[Haiqing Forum] The latest research results presented by two scholars
time: 2017-05-20

Haiqing Forum will be held in B3-213 of School of Computer Science and Engineering of South China University of Technology on 27th May, 2017. 

1. Date and time: 14: 00-15: 30, 27-May- 2017

2. Venue: B3-213, School of Computer Science and Engineering, South China University of Technology, Higher Education Mega Center

3. Agenda

(1) 14: 00-14: 10     Welcoming speech by leaders of School

(2) 15: 10-15: 50     Speaker: Dr. Hsiao-chiu Song, Hong Kong University of Science and Technology

Title: Heterogeneous Information Networks for Knowledge Graphs: Recent Developments

(3) 15: 50-16: 30 Speaker: Dr. Jing Li, Paris Business School

Title: The Impact of the XBRL Mandate on Reporting Complexity

Seminar 1:Heterogeneous Information Networks for Knowledge Graphs: Recent Developments


In the past decades, especially in recent years, there are a lot of general-purpose knowledge bases (or knowledge graphs) developed, e.g., Wikipedia, Freebase, KnowItAll, DBpedia, YAGO, NELL, and Knowledge Vault. Instead of treating knowledge base as a source of generating flat features, it is also possible to consider the structural information provided by the knowledge base. Traditionally, the graph based algorithms only consider the knowledge base as homogeneous graph, and use homogeneous graph based features, e.g., least common ancestor, shortest paths, etc., to disambiguate the words and further refine the features in the text documents. However, when working on the world knowledge graphs, the sparsity of entity relations and computational complexity of finding shortest paths over all possible entities makes shortest path less useful. In this sense, simpler approaches such as count based features are preferred. In this talk, I will review the recent development of using heterogeneous information networks to represent the knowledge graph, and using the meta-path to characterize the count-based features through certain relations between entities. Moreover, given the limitation of representative power of meta-paths, we proposed how to incorporate meta-graph into similarity and recommendation.
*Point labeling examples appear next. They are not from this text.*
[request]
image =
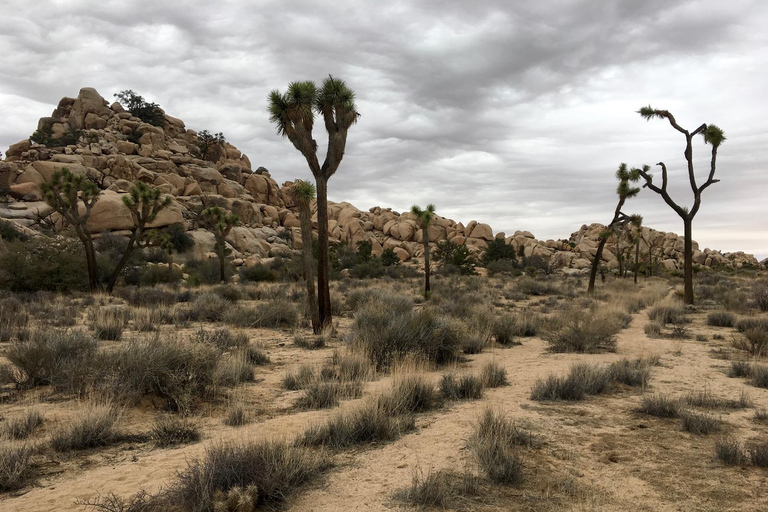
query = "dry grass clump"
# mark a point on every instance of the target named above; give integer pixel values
(312, 342)
(668, 312)
(496, 445)
(586, 379)
(175, 370)
(230, 477)
(22, 426)
(94, 425)
(108, 322)
(465, 387)
(171, 430)
(276, 313)
(372, 422)
(16, 467)
(700, 423)
(56, 357)
(222, 338)
(444, 489)
(660, 406)
(721, 319)
(387, 337)
(584, 331)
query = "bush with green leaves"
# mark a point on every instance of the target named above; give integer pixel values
(43, 264)
(139, 107)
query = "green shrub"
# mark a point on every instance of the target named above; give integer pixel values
(170, 430)
(721, 319)
(56, 357)
(258, 273)
(16, 467)
(96, 425)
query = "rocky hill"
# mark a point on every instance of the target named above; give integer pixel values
(115, 148)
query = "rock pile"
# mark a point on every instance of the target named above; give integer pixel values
(115, 148)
Dr. Yangqiu Song is an assistant professor at HKUST. Before that, he was an assistant professor at WVU (2015-2016), a post-doctoral researcher at the Cognitive Computation Group at UIUC (2013-2015), a post-doctoral fellow at HKUST and visiting researcher at Huawei Noah's Ark Lab, Hong Kong (2012-2013), an associate researcher at Microsoft Research Asia (2010-2012) and a staff researcher at IBM Research China (2009-2010) respectively. He received his B.E. and Ph.D. degrees from Tsinghua University, China, in July 2003 and January 2009, respectively. His current research focuses on using machine learning and data mining to extract and infer insightful knowledge from big data. The knowledge helps users better enjoy their daily living and social activities, or helps data scientists do better data analytics. He is particularly interested in working on large scale learning algorithms, on natural language understanding, text mining and visual analytics, and on knowledge engineering for domain applications.
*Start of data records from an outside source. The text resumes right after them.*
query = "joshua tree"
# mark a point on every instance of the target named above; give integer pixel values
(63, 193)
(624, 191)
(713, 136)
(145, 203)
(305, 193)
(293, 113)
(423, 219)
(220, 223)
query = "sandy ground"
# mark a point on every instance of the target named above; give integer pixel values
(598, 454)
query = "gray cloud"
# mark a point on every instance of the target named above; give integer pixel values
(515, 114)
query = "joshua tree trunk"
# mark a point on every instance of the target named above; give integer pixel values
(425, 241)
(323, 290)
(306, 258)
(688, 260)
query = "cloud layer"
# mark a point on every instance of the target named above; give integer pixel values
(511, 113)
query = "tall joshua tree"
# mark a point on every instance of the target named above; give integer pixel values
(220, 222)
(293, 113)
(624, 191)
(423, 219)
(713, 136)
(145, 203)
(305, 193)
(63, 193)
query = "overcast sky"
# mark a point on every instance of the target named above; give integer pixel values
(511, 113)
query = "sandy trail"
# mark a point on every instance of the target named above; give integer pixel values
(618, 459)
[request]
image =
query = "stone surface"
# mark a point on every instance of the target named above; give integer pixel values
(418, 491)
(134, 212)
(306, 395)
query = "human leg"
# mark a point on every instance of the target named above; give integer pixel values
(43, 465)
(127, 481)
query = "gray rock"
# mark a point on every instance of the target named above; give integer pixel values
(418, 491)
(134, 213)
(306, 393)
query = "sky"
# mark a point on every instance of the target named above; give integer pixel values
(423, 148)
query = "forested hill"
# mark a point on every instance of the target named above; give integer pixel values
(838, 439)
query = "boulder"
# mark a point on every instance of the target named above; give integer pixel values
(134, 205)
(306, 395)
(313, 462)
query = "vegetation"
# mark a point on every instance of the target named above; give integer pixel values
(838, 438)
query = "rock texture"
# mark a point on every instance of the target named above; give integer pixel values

Seminar 2 :The Impact of the XBRL Mandate on Reporting Complexity


When appropriately implemented, data standardization has the potential to improve certain aspects of data quality. However, it may also have unintended and undesirable side effects. The eXtensible Business Reporting Language (XBRL) is an open standard that aims to facilitate the preparation, exchange, and comparison of financial reports. Leveraging the opportunity created by the exogenous XBRL adoption mandated by the U.S. Securities and Exchange Commission, we use a difference-in-differences (DID) research design to identify the causal effect of XBRL adoption on readability of HTML-formatted financial reports, an important source of financial information for investors and analysts. We find that mandatory XBRL adoption has made adopting firms’ HTML-formatted financial reports more complex and harder to read. Further analysis shows that this undesirable effect is more pronounced for firms with more quantitative disclosure.